MESELE ŞU: İHVAN ÇİZGİSİ TÜRKİYE’YE ÇOK DAR GELİYOR

Bakın İhvan çizgisi nasıl da bocalıyor bir afet karşısında. Hiç de gerek olmadığı halde OHAL ilan ediyor. Tüm yurdu ve dünyayı saran pandemi afetinde olduğu gibi üniversiteleri uzaktan eğitime alıyor! Neymiş?.. Öğrenci yurtlarına depremzedeler yerleştirilecekmiş! Allah akıl fikir versin! Türkiye’de onca asker ve sivil kamp-tesis (yazlık kamp-eğitim kampı vb.) var, subay ve astsubay orduevi var, öğretmenevi var, pek çok kamu kuruluşunun konukevi-misafirhanesi var… Yetmedi mi? Hükümet depremzedeler için yeteri kadar oteli uygun fiyatla kapatıp kiralayabilir… İzmir Büyükşehir Belediyesi, 30 Ekim 2020’deki Bayraklı felaketinde Hilton Oteli’ni açtı depremzedeye, elindeki bitmiş sıfır sosyal konutları açtı eşyalarını da karşılıksız vererek. Hem de çok uzun süre… Bunu koskoca devlet mi yapamıyor? İzmir’de depremzede sadece 1 ay çadırda kaldı, eve ya da otele geçti bir ay sonra…

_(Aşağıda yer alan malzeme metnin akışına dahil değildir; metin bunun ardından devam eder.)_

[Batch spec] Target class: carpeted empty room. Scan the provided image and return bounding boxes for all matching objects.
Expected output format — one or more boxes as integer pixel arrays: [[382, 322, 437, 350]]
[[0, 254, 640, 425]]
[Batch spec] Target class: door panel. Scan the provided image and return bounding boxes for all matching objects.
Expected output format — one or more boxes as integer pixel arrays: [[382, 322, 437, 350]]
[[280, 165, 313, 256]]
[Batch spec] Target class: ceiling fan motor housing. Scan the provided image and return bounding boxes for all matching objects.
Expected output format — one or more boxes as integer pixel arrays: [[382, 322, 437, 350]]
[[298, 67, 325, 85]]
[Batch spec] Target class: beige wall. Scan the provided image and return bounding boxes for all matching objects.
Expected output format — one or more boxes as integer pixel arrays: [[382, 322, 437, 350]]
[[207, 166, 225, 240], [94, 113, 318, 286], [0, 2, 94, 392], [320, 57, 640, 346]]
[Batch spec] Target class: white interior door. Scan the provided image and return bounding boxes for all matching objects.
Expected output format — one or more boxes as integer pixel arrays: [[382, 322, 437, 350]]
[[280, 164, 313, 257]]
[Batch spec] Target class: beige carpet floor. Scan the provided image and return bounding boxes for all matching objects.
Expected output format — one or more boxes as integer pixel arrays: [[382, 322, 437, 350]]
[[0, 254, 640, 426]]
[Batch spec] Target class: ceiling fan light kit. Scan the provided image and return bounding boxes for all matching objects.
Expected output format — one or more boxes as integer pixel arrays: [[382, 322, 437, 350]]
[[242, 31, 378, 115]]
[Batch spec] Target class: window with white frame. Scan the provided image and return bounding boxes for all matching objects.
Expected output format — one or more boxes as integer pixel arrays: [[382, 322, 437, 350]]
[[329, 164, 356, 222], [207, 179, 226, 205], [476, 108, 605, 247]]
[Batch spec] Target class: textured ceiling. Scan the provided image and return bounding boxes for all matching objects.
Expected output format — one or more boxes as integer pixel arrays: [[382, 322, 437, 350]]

Cumhurbaşkanı Erdoğan büyük felaket için 1 yıl istiyor şimdi… Bu millet size 20 yıl verdi de ne yaptınız ki 1 yıl daha istiyorsunuz? Perşembenin gelişi çarşambadan bellidir. Siz daha İzmir’deki çok sınırlı sayıdaki konutu bile tamamen iki yılda zor teslim ettiniz. Hem de şurada birkaç ay sonra seçim var. Artık iktidarda değil muhalefette olacaksınız. Millet İttifakı’na düşen ise kentsel dönüşüm ve afet yönetimi alanında Ortak Politikalar Mutabakat Metni’nde verdiği sözleri iktidarı teslim alır almaz tutmak ve oradan başlamak… Hemen… Hiç beklemeksizin… İktidarının ilk döneminde ülkenin kaynaklarını bu iki konuya mobilize ederek büyük afetin ardından ne gerekiyorsa yapmak ve İstanbul ve İzmir’e eğilmek… Kızılay’a, AFAD’a güven tesis etmek… Askerin afetlerdeki rolünü oynamasını sağlayacak düzenlemeleri yapmak…

Kısacası, Millet İttifakı, Türkiye’yi çok dar gelen İhvan çizgisinden uzaklaştırıp rahatlatacak. Memleketin asıl sorunu budur. O yüzden Millet İttifakı’nın sorumluluğu çok ama çok büyük, büyük olduğu kadar da ağır.